Yes I’m an electrical engineer/electrician by trade but for a competent DIYer the CTEK is a doddle to fit and making up the isolator is not difficult. (You do need crimpers and heat gun for heat shrink etc so may be easier for you and far more cost effective to get a local electrician to knock this up for you once you’ve got the bits).
See my post here.


See you are Bristol. I’m based Andover and can help if you are ever down this way 👍
This is exactly what I have been thinking about, I don’t want to add a solar panel to the pop top full time as routing the cable will be hard as fully lined, and TBH I see so many people having failures. I do have the channels on the roof to accept bars I could 3D print some clips to hold a panel whilst onsite or have them on the floor in the sun and then run a connection lead through the window into my CTek. @Vinyl1210 you mention adding an isolator, can you advise the type, happy to let an electrician do it for me but prefer to know what I’m asking for lol!
 
can you advise the type

Certainly. I used this one. (See link at footer).

The reason you want an isolator (sorry if I’m teaching you to suck eggs) is that you do not want to disconnect the solar panel plugs when they are producing. (and or on load).

This is the type of isolator you may use for a domestic PV array.

You can add some in line blade fuses on +ve and -ve lines discreetly within the housing too.

I’ve seen debates about people saying ‘well that’s a bit large (physical size) and overkill for a single panel on a van. Just use a 20 A (or whatever rating) MCB ( like you’d find in your consumer unit at home).’ Some also argue as it’s rated for 230v what’s the problem 🤦‍♂️🤦‍♂️🤦‍♂️🤦‍♂️

I agree with the aesthetics and siting it can be a PITA for some (as I say mine just sits in footwell when needed). But and it’s a big but…..

NO manufacturer will guarantee that their AC rated and designed MCB (breaker) will function correctly on a DC circuit.
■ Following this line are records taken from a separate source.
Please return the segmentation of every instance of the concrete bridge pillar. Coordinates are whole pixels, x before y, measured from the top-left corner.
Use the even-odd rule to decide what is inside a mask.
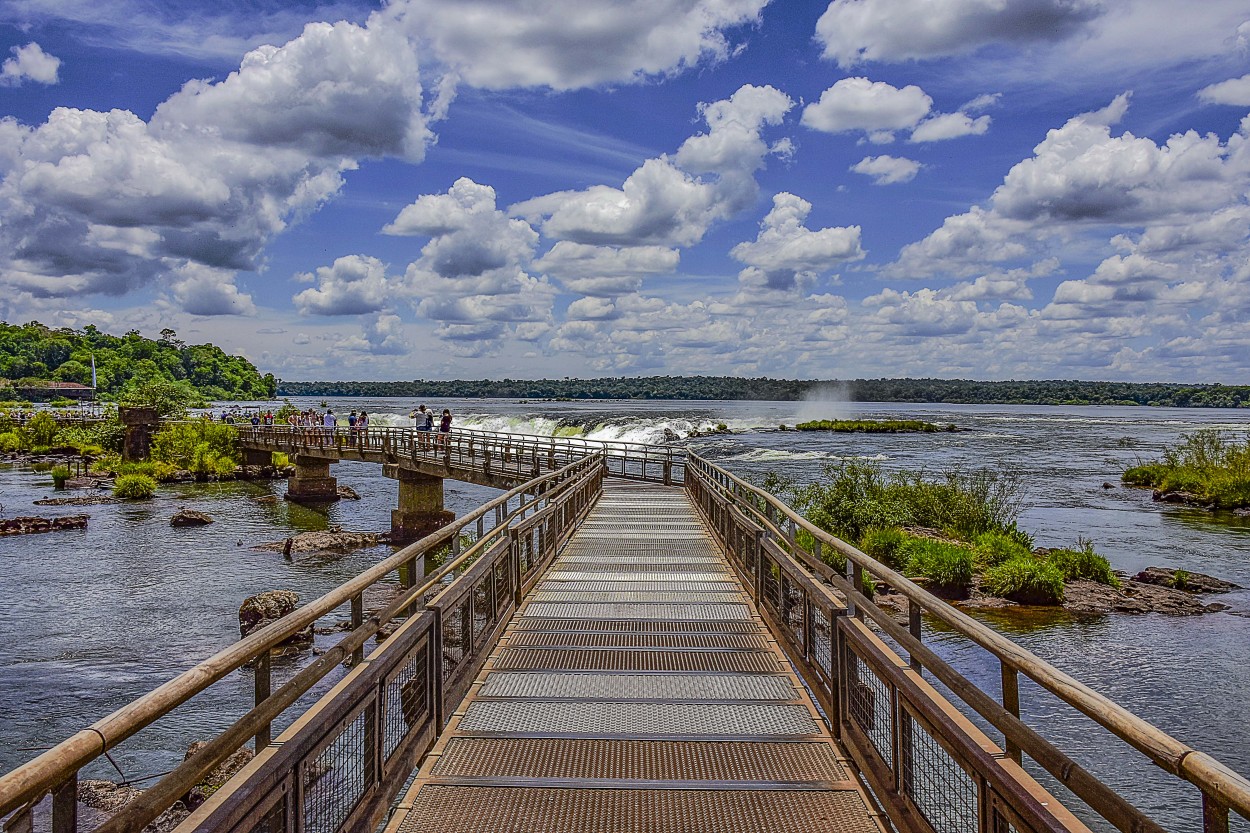
[[[399,508],[391,512],[391,543],[407,544],[442,529],[456,519],[443,508],[443,478],[382,466],[382,474],[399,481]]]
[[[272,466],[273,452],[265,448],[245,448],[243,449],[243,465]]]
[[[122,459],[126,462],[148,459],[152,435],[161,426],[160,413],[149,407],[121,407],[117,409],[117,416],[126,427],[125,439],[122,441]]]
[[[333,503],[339,499],[338,481],[330,475],[334,460],[296,454],[295,474],[286,485],[286,499],[296,503]]]

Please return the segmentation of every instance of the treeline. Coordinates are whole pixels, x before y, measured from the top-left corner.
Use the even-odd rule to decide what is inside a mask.
[[[241,356],[229,356],[212,344],[186,344],[173,330],[153,340],[131,330],[124,336],[53,329],[32,321],[0,322],[0,399],[5,387],[39,387],[48,381],[91,384],[95,356],[96,393],[115,399],[136,386],[173,383],[203,399],[272,399],[278,380],[263,376]],[[7,383],[6,383],[7,380]]]
[[[503,379],[436,382],[281,382],[281,396],[490,397],[501,399],[751,399],[830,396],[853,402],[946,402],[990,405],[1156,405],[1250,407],[1248,385],[1166,382],[855,379],[804,381],[736,376],[640,376],[609,379]]]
I deal with loads of manufacturers and I’ve rung Schneider, BG Electrical, Hager blah blah blah. All their technical support guys tell me “Yeah, I know why your asking and yes it may well be ok but we simply CANNOT state it will work correctly in a DC circuit as it’s only tested on AC and the parameters are completely different”.

Just thought I’d put this out there as from a DIY stance (Facebook experts🤦‍♂️) you will get some iffy advice, and the initial thought is why the hell has he fitted that big clumsy thing 😆

I did try and track down a Two Pole DC rated MCB (as above it’s so much smaller) but just had no luck for the voltage I wanted and current rating).

HTH again apologies if you know all this.